Written By Nathan Bennett

These days there are a lot of different application monitoring solutions. I know this because I’m in the middle of looking through them for a good fit. The hardest thing for an IT operations engineer is having to be woken up at 3 AM to fix a “Server Down” situation. However, it’s even more detrimental for a company to have a customer or a critical application to be down and no one be alerted.

Application troubleshooting.png

I always think about the old adage, “If a tree falls in the woods but no one hears it, does it actually fall?” Well of course it does. The difference is no one knows or cares about said tree. Well if that tree is a tier 1 app. You better know whats going on.

One possible solution that starts from vSphere to the cloud is vRealize Operations. This solution starts up in your private cloud, pulling all resource solutions attached. Out of the box this will give you recommendations on resources, and adjustments for the environment to run smoother. It will also automatically pull errors and issues from VMware and publish it as errors to be fixed. Additionally, it can have a notification solution for multiple sources. This all runs natively in VMware however, with new iterations of vRealize Operations new capabilities have been brought in. From the private cloud to now the public cloud. You can see the resources within the public cloud and manage those resources as needed.

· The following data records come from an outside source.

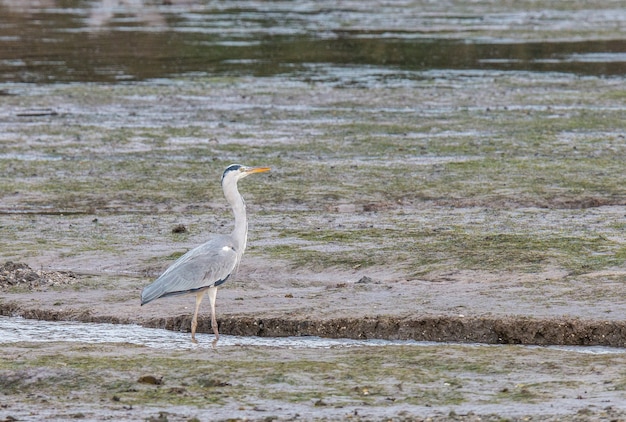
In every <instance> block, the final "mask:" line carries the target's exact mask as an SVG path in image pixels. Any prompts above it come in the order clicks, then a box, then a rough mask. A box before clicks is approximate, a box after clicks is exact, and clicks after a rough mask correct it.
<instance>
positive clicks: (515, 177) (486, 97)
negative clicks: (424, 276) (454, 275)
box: [0, 72, 626, 275]
mask: <svg viewBox="0 0 626 422" xmlns="http://www.w3.org/2000/svg"><path fill="white" fill-rule="evenodd" d="M523 76H524V75H517V74H514V73H513V74H509V73H498V74H497V75H494V78H495V79H490V81H492V82H493V83H492V85H491V86H489V87H488V86H487V85H484V84H483V82H481V81H482V80H483V79H484V78H486V77H487V78H489V73H488V72H487V73H483V74H480V75H474V76H463V75H456V76H455V74H454V73H451V74H450V78H451V79H452V80H454V78H455V77H458V78H469V79H471V80H475V81H478V82H479V83H478V84H477V85H476V86H471V85H469V86H468V85H462V86H456V87H455V89H454V91H452V92H450V89H449V88H448V87H446V86H445V85H443V84H439V83H423V82H417V83H415V82H413V86H411V84H410V83H409V85H408V86H409V87H410V88H411V89H413V92H415V93H416V95H417V98H408V97H407V96H406V95H405V94H403V91H404V89H397V88H393V87H385V86H384V85H383V86H375V87H373V88H372V89H371V90H367V91H366V90H361V89H356V90H353V89H351V90H348V91H346V89H345V88H339V89H337V88H332V87H331V88H329V87H328V86H327V85H326V84H325V83H323V82H316V83H307V84H302V83H298V82H291V83H290V84H287V85H284V86H276V85H274V84H275V83H278V82H280V80H275V79H273V78H269V79H260V80H255V81H254V82H252V81H251V80H250V79H248V78H231V79H230V80H228V81H226V82H225V81H222V80H220V79H218V78H191V79H188V80H185V79H179V80H178V81H177V83H176V84H172V85H167V84H165V85H158V86H153V85H152V84H151V83H144V84H139V85H118V86H114V87H110V86H106V87H105V86H99V85H92V86H90V88H89V92H90V94H91V95H90V96H86V95H79V94H78V93H77V92H76V91H78V92H80V91H81V90H85V89H86V88H85V87H83V86H80V85H78V86H75V85H56V86H53V87H50V88H43V87H40V88H38V90H39V91H40V92H39V95H37V98H41V96H42V95H43V96H44V97H47V98H48V100H47V101H50V102H51V103H56V104H57V107H59V108H65V109H67V110H68V111H67V112H66V113H61V114H59V115H57V116H52V117H44V118H37V117H32V118H27V120H24V119H23V118H19V117H15V118H14V119H16V120H15V123H16V125H14V126H13V128H12V129H11V131H10V132H8V134H7V135H6V136H5V137H6V142H5V143H6V144H7V145H10V151H9V152H8V155H6V156H5V157H3V158H2V159H0V167H1V168H2V170H3V172H2V174H4V175H5V177H3V178H2V181H3V184H2V195H3V196H4V198H5V199H6V201H5V208H4V211H5V212H11V210H12V209H15V211H16V212H20V211H21V210H27V211H33V212H37V211H39V212H49V211H50V210H52V211H56V212H59V213H63V212H64V213H76V212H78V213H86V214H92V215H94V216H98V218H99V220H100V221H101V220H103V219H104V218H105V216H106V215H107V214H117V213H120V212H121V213H124V212H126V211H133V212H139V213H144V212H148V213H158V214H161V215H162V213H164V212H172V211H174V212H178V213H185V214H192V218H196V217H199V216H201V215H202V214H203V213H206V212H207V211H210V212H211V213H218V214H219V215H220V219H222V216H223V218H227V217H228V212H227V211H226V210H225V209H224V208H223V205H222V204H221V202H222V199H221V193H220V191H219V186H218V183H216V182H214V183H211V182H210V181H211V180H214V181H215V180H216V179H217V176H216V175H219V173H220V172H221V170H222V168H223V166H224V165H226V164H228V162H229V161H243V160H244V159H245V161H246V162H247V163H252V164H267V165H271V166H272V167H274V169H275V170H274V173H273V174H272V175H270V176H269V177H268V178H267V180H265V179H264V180H258V181H255V182H254V183H247V184H246V186H245V187H242V189H243V190H244V192H245V195H246V197H247V198H248V202H249V204H252V206H253V207H255V208H257V211H258V214H257V215H260V216H261V217H262V220H261V221H263V222H271V226H272V228H273V229H274V230H277V231H278V235H279V237H278V239H280V238H281V237H282V238H284V239H295V240H297V242H296V243H299V244H298V245H294V244H293V243H283V242H280V240H279V241H276V242H274V244H273V245H271V246H270V247H269V248H267V249H266V251H267V252H266V253H267V254H268V255H269V256H271V257H272V258H282V259H284V258H287V259H289V260H292V261H293V262H294V263H295V264H297V265H300V264H302V263H307V262H310V263H313V265H314V266H315V267H316V268H319V267H320V266H321V267H322V268H324V267H335V266H346V267H350V268H353V267H355V266H362V267H368V266H373V265H379V266H383V265H401V266H402V267H403V268H406V269H407V270H408V272H409V274H413V275H418V274H424V273H427V272H429V271H430V270H431V269H432V268H436V269H445V268H446V267H450V266H451V265H454V266H457V265H460V266H461V268H476V267H477V266H479V265H480V264H481V263H482V264H484V265H485V266H486V267H485V268H491V269H496V270H518V269H520V268H523V269H524V270H525V271H540V270H542V269H543V268H545V267H546V266H560V267H563V268H565V269H567V270H570V271H572V272H574V273H580V272H585V268H589V269H590V270H598V269H606V268H610V267H612V266H614V265H616V264H619V262H618V261H619V259H620V256H621V254H622V252H620V250H621V246H620V241H619V240H613V239H615V237H614V236H613V234H614V233H615V232H614V231H610V230H603V231H602V232H601V233H596V232H595V231H591V230H590V231H588V232H586V233H575V234H574V233H569V232H568V229H567V227H559V228H558V230H555V232H554V233H546V235H547V236H548V238H546V239H543V238H542V236H543V234H542V235H540V233H537V232H536V231H535V230H534V229H532V225H531V226H527V227H526V228H525V229H524V230H525V231H527V233H524V234H522V233H514V235H515V237H511V236H512V234H511V233H510V230H508V229H504V227H503V224H504V222H502V224H499V223H498V222H497V220H496V221H495V223H496V225H497V226H499V227H500V230H504V232H496V233H492V231H493V230H492V226H493V225H492V224H491V223H493V222H494V221H491V218H492V216H493V215H494V214H493V213H498V212H499V211H500V209H504V210H507V209H519V208H528V207H531V208H539V209H545V210H546V211H545V213H544V214H545V215H549V214H551V213H555V212H556V213H561V214H562V212H561V211H560V210H561V209H570V208H571V209H576V208H582V209H585V208H589V207H602V206H612V205H623V204H624V202H625V201H626V200H625V198H626V195H625V192H624V188H623V187H624V186H625V185H626V183H625V182H626V180H624V173H623V172H622V171H621V167H622V166H621V164H622V163H621V158H620V157H621V156H622V155H623V152H624V151H623V145H624V143H623V142H620V139H621V138H620V136H622V133H623V132H624V129H625V128H624V122H623V119H621V118H620V117H619V116H621V112H622V110H621V109H620V108H619V106H617V103H616V101H618V100H619V97H618V98H616V97H615V95H611V93H612V92H613V89H614V86H615V83H614V81H613V80H611V79H606V80H602V79H596V78H578V77H573V76H563V75H553V76H550V75H540V76H538V75H533V78H534V79H535V81H536V83H535V84H533V85H529V84H528V82H527V81H526V79H524V78H523ZM239 85H241V87H238V86H239ZM268 86H272V89H273V90H274V91H273V93H272V95H268V94H267V89H268ZM157 88H158V91H155V90H156V89H157ZM522 88H525V89H526V90H527V91H528V92H526V91H524V90H523V89H522ZM574 88H575V89H576V90H577V91H578V92H589V93H593V94H591V95H588V96H587V95H581V96H580V98H578V97H577V99H576V101H577V102H576V103H573V102H572V101H573V100H572V94H571V90H572V89H574ZM317 91H319V92H320V94H321V93H324V96H325V98H320V97H315V96H314V97H313V99H314V103H313V104H311V105H310V106H307V107H302V106H299V107H295V106H296V105H297V104H299V103H300V102H301V101H302V100H303V99H305V98H311V97H310V94H309V93H310V92H313V93H315V92H317ZM154 92H160V95H161V96H162V98H163V99H166V100H164V101H162V102H160V103H153V102H150V101H148V100H146V96H147V98H152V97H154V94H153V93H154ZM459 92H461V93H463V95H460V96H461V97H464V98H468V99H472V100H474V101H473V106H472V107H469V104H468V106H463V105H459V104H458V97H459V94H458V93H459ZM538 92H541V95H540V96H538V95H536V93H538ZM244 93H245V94H244ZM203 95H204V96H205V97H203ZM244 95H245V98H241V97H243V96H244ZM150 96H152V97H150ZM238 96H239V99H237V97H238ZM225 98H228V104H226V106H224V104H221V105H220V106H215V104H220V101H222V102H223V100H224V99H225ZM559 98H560V99H559ZM422 99H423V100H427V101H428V104H429V105H428V106H420V105H419V104H420V100H422ZM10 100H11V106H12V107H17V108H18V109H19V107H26V108H27V107H29V105H28V104H30V103H31V102H32V101H33V100H34V99H33V98H32V97H30V96H29V95H19V96H15V97H11V99H10ZM94 103H98V104H101V106H99V107H98V108H97V110H96V109H92V110H91V111H90V108H92V106H91V104H94ZM366 103H373V108H372V107H365V106H363V104H366ZM180 104H185V108H186V110H187V111H188V113H186V114H182V113H181V112H180V111H175V112H173V111H172V110H173V108H172V107H174V109H175V108H176V107H177V106H178V105H180ZM560 104H561V105H560ZM85 106H87V107H88V108H87V109H86V110H85V109H84V110H85V111H83V112H82V113H81V115H80V119H78V116H75V115H74V111H73V110H75V109H80V108H83V107H85ZM120 110H121V111H122V112H124V111H125V112H126V113H127V114H126V115H125V116H124V115H123V114H122V115H120ZM268 113H269V116H271V119H267V118H266V115H268ZM420 113H426V116H423V115H420ZM337 116H341V118H338V117H337ZM102 117H104V122H105V123H99V124H94V122H95V120H96V118H98V119H102ZM122 117H123V118H122ZM139 117H141V119H139ZM20 122H21V123H20ZM106 122H108V123H106ZM33 138H35V139H40V140H39V141H36V140H35V141H34V140H33ZM33 147H35V150H33V149H32V148H33ZM33 151H37V152H36V153H34V152H33ZM19 157H24V158H23V159H20V158H19ZM15 158H18V159H15ZM9 175H10V176H9ZM5 182H6V183H5ZM213 204H215V205H213ZM429 206H430V207H433V208H432V211H433V213H435V214H436V213H439V212H444V213H447V212H449V209H448V208H447V207H452V208H453V209H454V208H458V209H466V210H473V209H477V208H483V209H484V210H485V215H484V217H483V222H482V223H478V224H479V225H480V224H482V225H484V227H483V228H482V230H481V229H480V227H478V230H474V227H472V230H468V228H467V227H465V226H464V225H455V226H452V227H450V225H444V226H437V225H434V224H430V223H428V224H427V222H428V219H429V218H428V219H427V218H426V217H427V216H426V215H424V216H423V217H424V218H421V217H420V219H419V221H416V227H415V229H412V228H411V227H409V228H408V229H407V230H394V228H393V227H391V225H392V223H393V224H395V226H397V227H398V224H400V227H402V226H405V225H406V224H408V225H409V226H410V225H411V224H412V223H411V222H410V221H408V222H407V221H403V218H402V213H404V214H406V215H409V214H411V213H415V212H418V213H419V212H423V210H424V207H429ZM13 207H17V208H13ZM303 211H304V212H303ZM346 211H347V212H346ZM350 212H352V213H355V214H357V215H358V216H359V217H360V219H361V221H360V222H359V223H358V225H357V227H356V228H355V227H354V226H353V225H352V226H351V225H350V224H344V223H342V222H341V220H344V219H345V218H346V217H347V214H348V213H350ZM532 212H533V211H532V210H531V213H532ZM576 213H577V211H572V215H575V214H576ZM386 214H391V218H389V217H388V216H387V215H386ZM539 214H542V212H540V211H539V212H536V215H539ZM406 215H405V216H406ZM207 217H208V216H206V215H205V218H207ZM428 217H432V216H428ZM325 218H328V219H329V220H332V221H331V222H336V223H335V224H334V225H333V224H330V225H329V224H328V222H326V223H325V222H324V219H325ZM307 219H310V220H311V221H312V222H313V224H314V225H315V226H314V227H311V228H310V229H309V230H306V229H305V228H306V227H307V226H310V225H309V224H307V221H306V220H307ZM385 219H387V221H385ZM405 220H406V219H405ZM290 221H291V222H293V224H294V225H295V227H300V228H301V229H300V230H293V229H291V228H289V226H287V227H284V226H285V224H283V223H285V222H290ZM379 221H382V224H373V222H379ZM487 221H489V223H487ZM613 223H616V221H614V222H613ZM474 224H476V223H474ZM10 226H11V225H10V224H4V225H3V227H2V229H3V230H4V231H5V232H7V233H6V234H7V235H12V237H14V238H16V240H17V239H18V238H20V237H21V236H20V235H19V231H15V230H13V231H12V233H11V228H10ZM379 226H382V227H379ZM102 227H103V226H102V225H100V228H101V229H102ZM431 228H432V229H433V230H434V231H433V232H429V230H430V229H431ZM311 229H313V231H311ZM112 234H113V236H114V237H110V236H109V237H100V241H96V239H95V238H93V237H92V239H91V245H84V250H85V251H89V250H97V249H99V248H100V249H111V252H114V251H115V250H116V248H118V247H119V246H120V245H119V243H120V240H121V238H115V233H114V232H113V233H112ZM260 235H261V236H262V237H264V238H266V239H267V238H268V237H269V236H268V235H269V233H268V234H264V233H261V234H260ZM79 236H80V233H79ZM390 236H392V237H394V239H397V242H398V244H399V245H403V246H402V247H394V245H393V244H389V245H386V242H387V239H388V238H389V237H390ZM507 236H508V237H507ZM505 237H506V238H507V239H508V241H506V242H502V240H504V239H505ZM39 238H40V240H41V242H44V243H46V244H47V247H48V248H50V249H55V248H57V247H59V246H60V245H57V244H56V242H54V241H53V240H52V239H50V238H43V237H41V236H40V237H39ZM88 238H89V237H88ZM142 238H143V239H145V240H146V241H149V239H150V236H149V235H146V237H145V238H144V237H142ZM603 238H604V239H603ZM127 239H128V238H127ZM135 239H139V238H135ZM331 239H334V241H335V244H337V245H339V244H341V245H342V248H343V249H345V250H346V252H345V253H342V254H339V255H338V254H335V253H333V252H332V251H324V250H320V249H319V248H318V247H317V246H316V245H319V244H321V243H324V242H328V240H331ZM592 239H595V240H592ZM513 240H514V241H513ZM127 241H128V240H124V242H127ZM433 241H434V243H433ZM51 242H52V243H51ZM494 242H495V243H499V244H498V245H494ZM463 244H465V245H467V246H468V247H465V248H463V247H458V252H457V253H455V252H454V247H456V246H462V245H463ZM40 245H41V243H40V242H39V245H37V244H35V245H33V247H34V249H35V250H36V249H37V248H38V247H40ZM428 245H430V246H433V248H434V249H431V250H430V253H429V249H428V248H427V246H428ZM438 245H439V246H438ZM492 246H495V247H496V249H497V250H496V251H495V252H497V253H493V251H492V252H489V251H490V250H491V249H492ZM447 247H450V248H453V249H451V250H450V251H449V252H450V254H449V256H446V255H448V254H446V252H448V251H447V250H446V248H447ZM331 249H332V248H331ZM351 251H352V252H351ZM467 251H470V252H472V251H476V253H475V254H474V256H473V255H472V254H469V255H467V254H466V252H467ZM483 251H484V252H483ZM525 251H526V252H525ZM611 251H615V254H614V255H613V258H611V257H610V256H609V255H610V252H611ZM359 252H362V255H361V257H359V256H357V255H358V253H359ZM520 252H521V253H520ZM581 252H584V254H583V255H582V256H581ZM21 253H22V254H24V255H29V254H31V253H33V252H29V251H27V250H23V251H22V252H21ZM34 253H36V252H34ZM71 253H72V254H76V253H80V247H79V249H76V250H75V252H71ZM457 254H459V255H461V254H462V255H465V256H460V257H459V259H457V258H455V255H457ZM444 257H446V258H447V259H442V258H444ZM579 258H582V261H581V262H580V264H578V263H577V262H576V261H578V260H579Z"/></svg>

One part of the solution that a lot of users don’t know or utilize is custom application solution. This is a simple connection to a package manager repository. Once completed you will deploy a remote collector to start pulling the OS solution that is deployed. This includes an agent that will run on the OS and can be customized to check against error states. The fun fact that is then added to that solution is the automation of another vRealize solution which is vRealize Automation. vRealize Automation is another addition to the vRealize Operations tool belt that engages automation as a solution. So on top of your operations on infrastructure, and now application layer, you can add self-healing through vRealize Automation, and Orchestration to fix those solutions.

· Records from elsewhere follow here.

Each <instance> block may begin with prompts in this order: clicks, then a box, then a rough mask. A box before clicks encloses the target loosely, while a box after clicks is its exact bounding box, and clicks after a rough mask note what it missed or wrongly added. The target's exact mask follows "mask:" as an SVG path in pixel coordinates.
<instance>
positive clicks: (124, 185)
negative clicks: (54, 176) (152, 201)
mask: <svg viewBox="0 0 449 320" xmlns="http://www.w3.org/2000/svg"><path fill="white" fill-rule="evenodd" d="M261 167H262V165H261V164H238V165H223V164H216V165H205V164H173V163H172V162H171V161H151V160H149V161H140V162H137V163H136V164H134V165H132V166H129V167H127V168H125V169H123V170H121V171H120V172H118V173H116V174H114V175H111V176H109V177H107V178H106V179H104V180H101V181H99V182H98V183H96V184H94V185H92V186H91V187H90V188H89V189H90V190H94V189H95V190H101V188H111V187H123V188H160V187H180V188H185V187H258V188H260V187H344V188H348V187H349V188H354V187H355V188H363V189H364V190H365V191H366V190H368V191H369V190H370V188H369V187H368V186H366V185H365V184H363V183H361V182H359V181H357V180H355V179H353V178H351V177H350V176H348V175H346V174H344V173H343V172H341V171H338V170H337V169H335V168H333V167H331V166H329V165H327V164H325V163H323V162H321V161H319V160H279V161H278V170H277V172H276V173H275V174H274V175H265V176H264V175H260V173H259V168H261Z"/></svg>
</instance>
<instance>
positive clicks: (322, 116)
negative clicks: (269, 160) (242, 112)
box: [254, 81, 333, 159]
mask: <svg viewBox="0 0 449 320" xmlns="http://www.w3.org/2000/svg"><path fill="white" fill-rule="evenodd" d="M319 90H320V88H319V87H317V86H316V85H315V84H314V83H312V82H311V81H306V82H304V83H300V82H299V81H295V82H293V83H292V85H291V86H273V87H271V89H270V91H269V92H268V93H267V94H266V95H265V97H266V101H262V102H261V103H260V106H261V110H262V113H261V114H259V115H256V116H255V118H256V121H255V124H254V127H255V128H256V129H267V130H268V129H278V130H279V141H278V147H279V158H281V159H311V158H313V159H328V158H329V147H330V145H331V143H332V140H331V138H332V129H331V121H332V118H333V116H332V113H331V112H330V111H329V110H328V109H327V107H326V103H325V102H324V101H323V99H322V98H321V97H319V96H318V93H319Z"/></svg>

This all gives a new word that we all love, to our environment, which is self-healing. By setting error states in Operations, and automation in vRealize Automation/Orchestration, you now have the solution that when an error is created, the automation to fix said error, runs. On top of all of these solutions, you have the power of the individual solutions. So you have the self-service automation of vRealize Automation/Orchestration, and the operations management of vRealize Operations.

Now with these solutions all built-in you can run this self-healing for your environment, and add additional composition to your infrastructure.